The French Immortals Series — Complete eBook

This eBook from the Gutenberg Project consists of approximately 5,292 pages of information about The French Immortals Series — Complete.

The French Immortals Series — Complete eBook

This eBook from the Gutenberg Project consists of approximately 5,292 pages of information about The French Immortals Series — Complete.

So I had gone into the dressing-room of my husband, who, standing before the glass, very lightly clad, was prosaically shaving.

“Excuse me, dear,” said he, laughing, and he held up his shaving-brush, covered with white lather.  “You will pardon my going on with this.  Do you want anything?”

“I came, on the contrary,” I answered, “to see whether you had need of anything;” and, greatly embarrassed myself, for I was afraid of being indiscreet, and I was not sure whether one ought to go into one’s husband’s room like this, I added, innocently, “Your shirts have buttons, have they not?”

“Oh, what a good little housewife I have married!  Do not bother yourself about such trifles, my pet.  I will ask your maid to look after my buttons,” said he.

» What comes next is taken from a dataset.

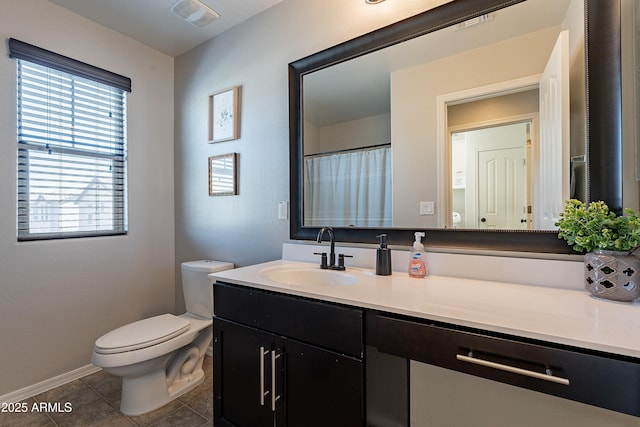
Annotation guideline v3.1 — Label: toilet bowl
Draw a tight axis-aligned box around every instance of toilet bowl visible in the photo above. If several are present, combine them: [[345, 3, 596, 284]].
[[91, 261, 233, 415]]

I felt confused; I was afraid of appealing too much of a schoolgirl in his eyes.  He went on working his soap into a lather with his shaving-brush.  I wanted to go away, but I was interested in such a novel fashion by the sight of my husband, that I had not courage to do so.  His neck was bare—­a thick, strong neck, but very white and changing its shape at every movement—­the muscles, you know.  It would have been horrible in a woman, that neck, and yet it did not seem ugly to me.  Nor was it admiration that thus inspired me; it was rather like gluttony.  I wanted to touch it.  His hair, cut very short—­according to regulation—­grew very low, and between its beginning and the ear there was quite a smooth white place.  The idea at once occurred to me that if ever I became brave enough, it was there that I should kiss him oftenest; it was strange, that presentiment, for it is in fact on that little spot that I—­

He stopped short.  I fancied I understood that he was afraid of appearing comical in my eyes, with his face smothered in lather; but he was wrong.  I felt myself all in a quiver at being beside a man—­the word man is rather distasteful to me, but I can not find another, for husband would not express my thoughts—­at being beside a man in the making of his toilette.  I should have liked him to go on without troubling himself; I should have liked to see how he managed to shave himself without encroaching on his moustache, how he made his parting and brushed his hair with the two round brushes I saw on the table, what use he made of all the little instruments set out in order on the marble-tweezers, scissors, tiny combs, little pots and bottles with silver tops, and a whole arsenal of bright things, that aroused quite a desire to beautify one’s self.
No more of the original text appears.